O dólar norte-americano retomou a sua subida, à medida que os fortes dados económicos dos EUA e as expectativas em torno da Reserva Federal se sobrepuseram a uma queda acentuada dos preços do petróleo. Nas primeiras 36 horas de negociação após o acordo EUA‑Irão, os mercados apontaram para um dólar estruturalmente mais forte do que há poucas semanas, desviando a atenção dos movimentos na energia para a comunicação dos bancos centrais e para a durabilidade da venda de petróleo.
Com o mercado cambial agora centrado na reunião de amanhã do FOMC, sob o novo presidente Kevin Warsh, a próxima fase do dólar dependerá de saber se os decisores sinalizam que as subidas de taxas são uma perspetiva realista. Até haver um sinal mais claro da Fed, a incerteza quanto à persistência da recente queda do petróleo deverá manter a ação dos preços cautelosa no FX.
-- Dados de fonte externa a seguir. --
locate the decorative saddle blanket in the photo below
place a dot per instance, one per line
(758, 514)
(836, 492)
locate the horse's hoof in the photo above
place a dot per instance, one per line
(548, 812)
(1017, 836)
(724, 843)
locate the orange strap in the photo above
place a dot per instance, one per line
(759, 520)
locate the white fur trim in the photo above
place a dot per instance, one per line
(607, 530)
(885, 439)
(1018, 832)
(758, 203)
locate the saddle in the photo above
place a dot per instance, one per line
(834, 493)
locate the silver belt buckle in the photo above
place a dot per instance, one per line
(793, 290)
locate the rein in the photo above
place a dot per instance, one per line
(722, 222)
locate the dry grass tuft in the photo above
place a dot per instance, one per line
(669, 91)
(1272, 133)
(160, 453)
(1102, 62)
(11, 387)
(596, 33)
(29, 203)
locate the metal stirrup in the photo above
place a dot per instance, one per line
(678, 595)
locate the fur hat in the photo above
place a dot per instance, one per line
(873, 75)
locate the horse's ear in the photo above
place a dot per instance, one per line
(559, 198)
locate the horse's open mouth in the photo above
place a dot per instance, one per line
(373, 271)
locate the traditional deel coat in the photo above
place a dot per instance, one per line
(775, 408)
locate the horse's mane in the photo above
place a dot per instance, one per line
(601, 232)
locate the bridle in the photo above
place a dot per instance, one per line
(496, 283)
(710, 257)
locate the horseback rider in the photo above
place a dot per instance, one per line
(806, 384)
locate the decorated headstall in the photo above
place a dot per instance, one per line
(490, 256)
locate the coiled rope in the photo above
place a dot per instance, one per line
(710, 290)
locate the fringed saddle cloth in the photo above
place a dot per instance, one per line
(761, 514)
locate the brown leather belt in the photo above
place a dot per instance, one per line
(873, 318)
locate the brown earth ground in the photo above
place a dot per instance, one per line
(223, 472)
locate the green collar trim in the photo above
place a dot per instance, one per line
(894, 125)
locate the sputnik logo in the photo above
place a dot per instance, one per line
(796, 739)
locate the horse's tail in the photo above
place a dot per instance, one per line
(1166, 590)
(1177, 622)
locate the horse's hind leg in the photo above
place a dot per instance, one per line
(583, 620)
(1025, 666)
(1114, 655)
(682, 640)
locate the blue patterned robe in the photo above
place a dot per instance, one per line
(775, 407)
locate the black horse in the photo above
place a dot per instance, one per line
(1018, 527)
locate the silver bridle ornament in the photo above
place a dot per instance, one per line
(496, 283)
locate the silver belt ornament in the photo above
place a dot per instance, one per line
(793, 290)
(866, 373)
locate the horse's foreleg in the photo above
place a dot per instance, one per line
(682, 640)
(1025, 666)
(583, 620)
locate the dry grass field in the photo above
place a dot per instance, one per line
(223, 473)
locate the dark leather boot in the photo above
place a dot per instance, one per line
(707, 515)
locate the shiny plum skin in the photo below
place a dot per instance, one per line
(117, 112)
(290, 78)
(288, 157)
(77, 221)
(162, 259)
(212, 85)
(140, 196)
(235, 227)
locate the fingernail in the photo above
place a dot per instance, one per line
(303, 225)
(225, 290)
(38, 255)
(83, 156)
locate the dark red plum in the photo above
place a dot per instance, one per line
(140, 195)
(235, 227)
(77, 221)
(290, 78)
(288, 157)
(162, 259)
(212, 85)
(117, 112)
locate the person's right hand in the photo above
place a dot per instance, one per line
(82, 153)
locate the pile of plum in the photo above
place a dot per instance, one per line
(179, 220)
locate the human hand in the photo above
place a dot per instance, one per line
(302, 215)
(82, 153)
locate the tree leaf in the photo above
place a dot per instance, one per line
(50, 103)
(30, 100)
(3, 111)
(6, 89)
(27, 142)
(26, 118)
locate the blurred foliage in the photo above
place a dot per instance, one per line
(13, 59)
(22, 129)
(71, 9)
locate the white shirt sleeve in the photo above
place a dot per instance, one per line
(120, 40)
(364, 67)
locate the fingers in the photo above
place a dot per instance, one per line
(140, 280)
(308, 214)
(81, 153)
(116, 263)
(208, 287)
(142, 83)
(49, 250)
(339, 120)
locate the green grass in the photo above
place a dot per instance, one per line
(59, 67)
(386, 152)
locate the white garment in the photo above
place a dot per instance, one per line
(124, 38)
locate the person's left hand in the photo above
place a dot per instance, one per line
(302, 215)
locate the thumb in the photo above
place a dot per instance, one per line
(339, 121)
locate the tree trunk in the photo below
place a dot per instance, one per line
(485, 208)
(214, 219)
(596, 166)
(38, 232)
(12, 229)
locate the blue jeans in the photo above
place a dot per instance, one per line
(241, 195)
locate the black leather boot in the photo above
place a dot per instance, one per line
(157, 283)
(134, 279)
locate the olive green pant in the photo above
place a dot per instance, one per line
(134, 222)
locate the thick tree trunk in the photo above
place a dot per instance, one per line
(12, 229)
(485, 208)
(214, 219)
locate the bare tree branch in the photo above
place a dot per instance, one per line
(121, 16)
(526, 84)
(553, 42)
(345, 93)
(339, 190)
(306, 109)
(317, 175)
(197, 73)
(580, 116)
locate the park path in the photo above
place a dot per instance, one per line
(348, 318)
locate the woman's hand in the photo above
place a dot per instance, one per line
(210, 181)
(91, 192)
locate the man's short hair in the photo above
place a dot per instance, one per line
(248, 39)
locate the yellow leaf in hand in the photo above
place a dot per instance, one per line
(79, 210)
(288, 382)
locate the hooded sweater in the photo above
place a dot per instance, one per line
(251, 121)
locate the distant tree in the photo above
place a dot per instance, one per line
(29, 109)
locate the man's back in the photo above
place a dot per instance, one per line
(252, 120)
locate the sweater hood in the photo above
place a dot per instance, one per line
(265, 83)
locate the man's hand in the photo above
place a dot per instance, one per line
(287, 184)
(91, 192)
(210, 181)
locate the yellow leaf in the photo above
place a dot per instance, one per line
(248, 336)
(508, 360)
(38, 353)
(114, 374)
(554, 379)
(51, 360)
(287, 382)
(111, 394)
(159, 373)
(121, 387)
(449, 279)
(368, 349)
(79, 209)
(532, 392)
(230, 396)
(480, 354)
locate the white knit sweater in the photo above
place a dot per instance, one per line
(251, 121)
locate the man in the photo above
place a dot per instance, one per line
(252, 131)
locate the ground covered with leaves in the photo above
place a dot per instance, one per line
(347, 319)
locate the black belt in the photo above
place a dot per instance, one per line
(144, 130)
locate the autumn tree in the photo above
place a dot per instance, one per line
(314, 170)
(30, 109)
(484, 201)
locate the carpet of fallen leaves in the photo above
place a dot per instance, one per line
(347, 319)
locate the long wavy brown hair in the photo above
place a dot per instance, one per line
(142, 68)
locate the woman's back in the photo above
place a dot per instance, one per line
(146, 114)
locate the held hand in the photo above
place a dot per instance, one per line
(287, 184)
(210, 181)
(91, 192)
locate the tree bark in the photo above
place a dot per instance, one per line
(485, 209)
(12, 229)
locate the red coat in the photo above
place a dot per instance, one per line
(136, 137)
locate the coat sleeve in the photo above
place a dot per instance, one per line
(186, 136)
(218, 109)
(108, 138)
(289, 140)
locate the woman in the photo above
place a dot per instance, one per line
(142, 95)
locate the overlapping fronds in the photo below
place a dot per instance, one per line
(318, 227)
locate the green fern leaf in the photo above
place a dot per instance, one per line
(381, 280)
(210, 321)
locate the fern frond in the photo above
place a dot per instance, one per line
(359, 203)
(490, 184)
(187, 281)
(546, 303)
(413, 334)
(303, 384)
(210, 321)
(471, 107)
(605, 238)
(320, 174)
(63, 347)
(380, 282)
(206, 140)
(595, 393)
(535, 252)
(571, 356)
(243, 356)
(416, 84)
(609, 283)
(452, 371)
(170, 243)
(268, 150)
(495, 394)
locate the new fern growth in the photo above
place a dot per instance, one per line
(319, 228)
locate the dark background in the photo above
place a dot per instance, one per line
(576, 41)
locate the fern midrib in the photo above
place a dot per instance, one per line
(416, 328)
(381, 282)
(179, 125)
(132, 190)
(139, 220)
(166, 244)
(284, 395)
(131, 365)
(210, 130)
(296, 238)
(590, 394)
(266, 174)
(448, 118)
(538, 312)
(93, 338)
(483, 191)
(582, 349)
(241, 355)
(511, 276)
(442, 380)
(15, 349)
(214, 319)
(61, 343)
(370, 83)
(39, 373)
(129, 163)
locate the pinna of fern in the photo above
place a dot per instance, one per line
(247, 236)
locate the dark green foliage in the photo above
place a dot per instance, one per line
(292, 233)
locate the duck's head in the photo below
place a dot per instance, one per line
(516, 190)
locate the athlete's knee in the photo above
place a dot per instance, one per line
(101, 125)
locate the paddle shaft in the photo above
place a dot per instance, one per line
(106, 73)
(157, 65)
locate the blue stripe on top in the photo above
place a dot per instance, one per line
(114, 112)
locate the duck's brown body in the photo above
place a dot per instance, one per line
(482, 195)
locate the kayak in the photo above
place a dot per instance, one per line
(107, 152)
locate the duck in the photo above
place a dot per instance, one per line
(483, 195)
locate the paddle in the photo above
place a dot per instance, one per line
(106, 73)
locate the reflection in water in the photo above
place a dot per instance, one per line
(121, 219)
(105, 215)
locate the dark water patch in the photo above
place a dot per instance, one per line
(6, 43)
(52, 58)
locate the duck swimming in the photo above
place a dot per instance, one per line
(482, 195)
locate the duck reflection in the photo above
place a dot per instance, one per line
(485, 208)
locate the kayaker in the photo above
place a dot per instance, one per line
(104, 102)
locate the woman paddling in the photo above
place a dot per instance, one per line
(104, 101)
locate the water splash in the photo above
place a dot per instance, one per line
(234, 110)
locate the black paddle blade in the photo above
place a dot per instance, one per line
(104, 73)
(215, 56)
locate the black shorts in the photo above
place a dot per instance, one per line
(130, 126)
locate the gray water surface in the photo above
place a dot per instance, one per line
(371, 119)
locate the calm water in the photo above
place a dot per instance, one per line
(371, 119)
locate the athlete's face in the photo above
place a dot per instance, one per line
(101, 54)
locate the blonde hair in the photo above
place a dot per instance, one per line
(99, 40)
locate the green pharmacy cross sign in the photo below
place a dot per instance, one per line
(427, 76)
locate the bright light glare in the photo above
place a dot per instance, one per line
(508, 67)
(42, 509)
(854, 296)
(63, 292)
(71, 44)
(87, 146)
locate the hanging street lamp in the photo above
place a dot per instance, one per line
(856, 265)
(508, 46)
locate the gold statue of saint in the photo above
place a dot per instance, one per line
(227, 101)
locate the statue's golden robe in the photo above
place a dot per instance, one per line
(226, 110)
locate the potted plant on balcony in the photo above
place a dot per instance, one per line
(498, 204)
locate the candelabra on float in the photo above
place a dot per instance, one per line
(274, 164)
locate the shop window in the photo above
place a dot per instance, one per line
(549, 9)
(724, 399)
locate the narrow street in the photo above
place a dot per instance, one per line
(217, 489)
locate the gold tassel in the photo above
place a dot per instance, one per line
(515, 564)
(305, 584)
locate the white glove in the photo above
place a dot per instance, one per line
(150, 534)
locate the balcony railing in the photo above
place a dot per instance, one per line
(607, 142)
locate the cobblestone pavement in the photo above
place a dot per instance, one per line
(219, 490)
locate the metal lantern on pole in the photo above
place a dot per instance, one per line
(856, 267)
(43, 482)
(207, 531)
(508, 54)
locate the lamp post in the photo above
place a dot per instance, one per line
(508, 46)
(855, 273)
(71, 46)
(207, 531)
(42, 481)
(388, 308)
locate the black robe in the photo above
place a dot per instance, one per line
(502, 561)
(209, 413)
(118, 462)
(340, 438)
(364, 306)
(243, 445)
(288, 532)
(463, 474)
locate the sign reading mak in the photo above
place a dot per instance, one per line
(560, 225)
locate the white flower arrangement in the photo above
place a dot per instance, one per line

Rali do dólar impulsionado por dados económicos e perspetiva da Fed
Estamos a ver a força do dólar ser impulsionada por dados económicos sólidos nos EUA e por expectativas quanto à Reserva Federal, e não apenas pela recente queda do petróleo. O foco do mercado mudou claramente dos mercados de energia para a política dos bancos centrais. Todas as atenções estão agora na reunião de amanhã do FOMC, à procura de qualquer sinal sobre futuras subidas de taxas.
O mais recente relatório do emprego, que mostrou a economia a criar uns robustos 250.000 postos de trabalho e a taxa de desemprego a manter-se em 3,8%, sustenta esta leitura. Com a última leitura do Índice de Preços no Consumidor (IPC) a permanecer persistente nos 3,5%, reforça-se o argumento a favor de um banco central mais agressivo. A ferramenta CME FedWatch indica agora que o mercado atribui 65% de probabilidade a uma subida de taxas na próxima reunião, face a apenas 40% há duas semanas.
Perante este cenário, consideramos que o posicionamento para nova valorização do dólar através de derivados é uma estratégia adequada. A compra de opções de compra (calls) de curto prazo sobre o USD face ao iene (USD/JPY) permite capturar um potencial pico caso o novo presidente da Fed, Kevin Warsh, sinalize uma postura mais “hawkish”. Trata-se de uma aposta direta com um perfil de risco definido.
Volatilidade do petróleo e estratégias de risco de evento antes do FOMC
Embora o acordo EUA-Irão tenha pressionado o WTI para perto de 82 dólares por barril, questionamos a durabilidade desta venda acentuada. Esta incerteza torna arriscada uma aposta direcional forte. Em vez disso, vemos uma oportunidade para negociar volatilidade através de “straddles” em ETF de petróleo de referência, que beneficiariam de um movimento significativo de preço em qualquer direção.
A reunião do FOMC é, por si só, o principal risco de evento no horizonte, e vimos o índice VIX subir gradualmente de 14 para 16 em antecipação. Este movimento sugere que os investidores estão a preparar-se para um aumento da turbulência nos mercados. Devemos considerar a compra de calls de curto prazo sobre o VIX, ou opções sobre os principais índices, para cobrir o risco — ou beneficiar — de um pico de volatilidade após o anúncio.